1 of 2 people found the following review helpful:
2.0 out of 5 stars
mixed bag, not for the general reader, July 11, 2009
This review is from: Baudelaire and the Poetics of Modernity (Hardcover)
Baudelaire (1821-1867), probably more than any modern poet, has fascinated generation after generation of poets, composers, and critics. The former two have looked to "Les Fleurs du Mal" as a model and a source of inspiration -- the poetry is extraordinarily good, in places even profound, and overall highly musical -- while the latter, well, that's where the phrase "cottage industry" comes in. This collection, while it contains some interesting pieces, mostly shows how easy it is to get mired in navel gazing and useless speculation and go over the deep end.
It may not be a logical fallacy to try to figure out the message by looking inside the head of the messenger, but it's close enough to make one wish people would stay away from this approach. Psychobabble is what we get from Miner's article -- but then, Sartre's book on Baudelaire started it all and I wish he hadn't. Baudelaire was a genius of the first caliber; he was born that way; putting him on the couch will only tell you something about ... the shrink and the couch.
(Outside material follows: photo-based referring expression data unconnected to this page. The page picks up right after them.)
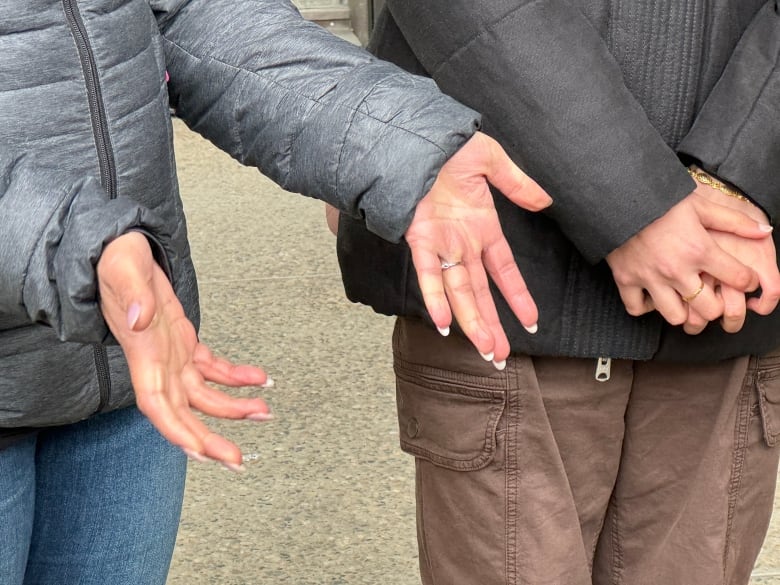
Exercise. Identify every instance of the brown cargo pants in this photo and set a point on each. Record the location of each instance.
(541, 475)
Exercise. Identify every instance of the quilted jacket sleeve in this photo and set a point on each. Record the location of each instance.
(737, 132)
(54, 228)
(318, 115)
(554, 96)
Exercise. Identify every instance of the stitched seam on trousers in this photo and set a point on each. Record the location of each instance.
(511, 470)
(741, 429)
(617, 551)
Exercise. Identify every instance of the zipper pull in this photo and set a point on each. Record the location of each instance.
(603, 367)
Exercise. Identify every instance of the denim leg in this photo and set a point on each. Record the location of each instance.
(17, 502)
(109, 494)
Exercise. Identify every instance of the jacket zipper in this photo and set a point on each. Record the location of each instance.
(603, 369)
(105, 154)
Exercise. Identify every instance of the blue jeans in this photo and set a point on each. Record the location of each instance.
(93, 503)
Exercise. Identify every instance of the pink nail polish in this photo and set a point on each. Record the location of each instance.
(260, 416)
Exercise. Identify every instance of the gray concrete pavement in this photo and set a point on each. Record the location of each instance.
(327, 498)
Franke (and others writing about symbols) could have used an elementary course in logic so he would not write stuff like "symbolization begins when one thing is used to stand for something else" and later, self-contradictorily, that "Baudelaire identifies everything with everything else." Of course, Baudelaire does no such thing and it's language that (in a way that is technically quite complicated and addressed in model theory) can be said first and foremost to be a symbol -- which itself is ambiguous between symbol-type and symbol-token (look it up).
Brix insists that Baudelaire is not a Platonist but presents evidence in rather selective fashion, leaving out many, many passages that suggest the contrary. Nor is it clear that he (Brix) has a clear understanding of Platonism in the philosophically correct sense of the term as opposed to the usual vague descriptions. This is too bad because the assumption of Platonism shows what a deep book "Les Fleurs du Mal" really is. This should come as good news, because connecting anything to a large philosophical theory is bound to shed light on what's going on.
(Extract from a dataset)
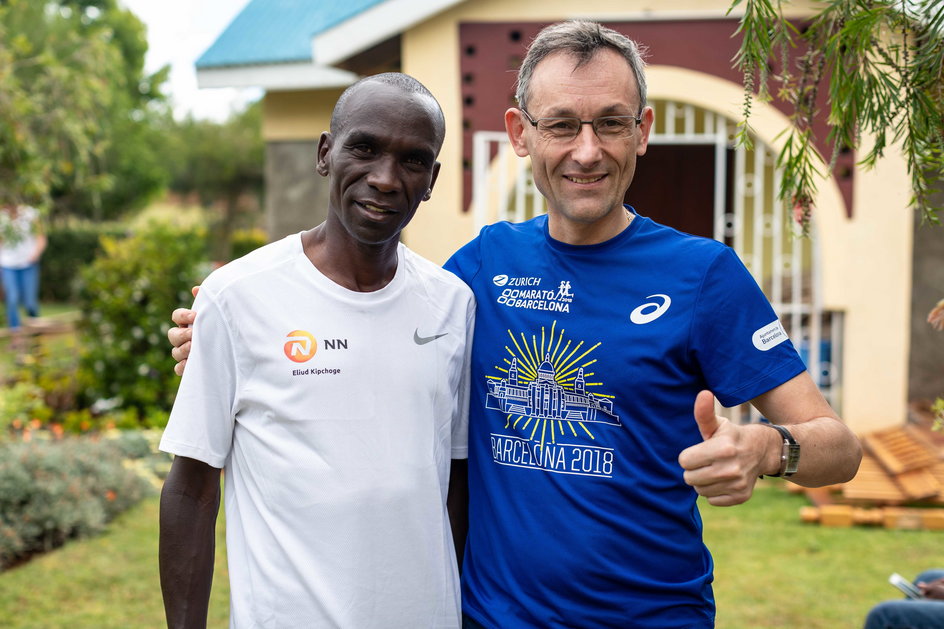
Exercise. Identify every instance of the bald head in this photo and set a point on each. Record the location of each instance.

You know you're down in the weeds where experts are just whispering to each other when an article comments on the views of a major critic who spilled a lot of (in this case Marxist) ink on Baudelaire. That's what you get in Newmark's piece on the (long dead) German critic Walter Benjamin. Have a look if you don't believe me.
I'm a big fan of the Australian scholar Rosemary Lloyd and her wonderful book on Baudelaire; her article is the best of the bunch by far in this collection. She writes clearly (no blue prose), her translations are excellent, and makes many insightful points, jus as she did in her book.
So, get this book if you're working on a Ph.D. in comparative literature or Baudelaire or something like that. Otherwise, skip it.
P.S. Anyone looking for a clear and incisive review of "Les Fleurs du Mal" should check out Swinburne's -- yes, Algernon Charles, that dude, written (believe it or not) in a Paris turkish bath in 1862. Swinburne writes "... nothing is wrongly given, nothing capable of being re-written or improved on its own ground" -- high praise indeed from another poet of stature.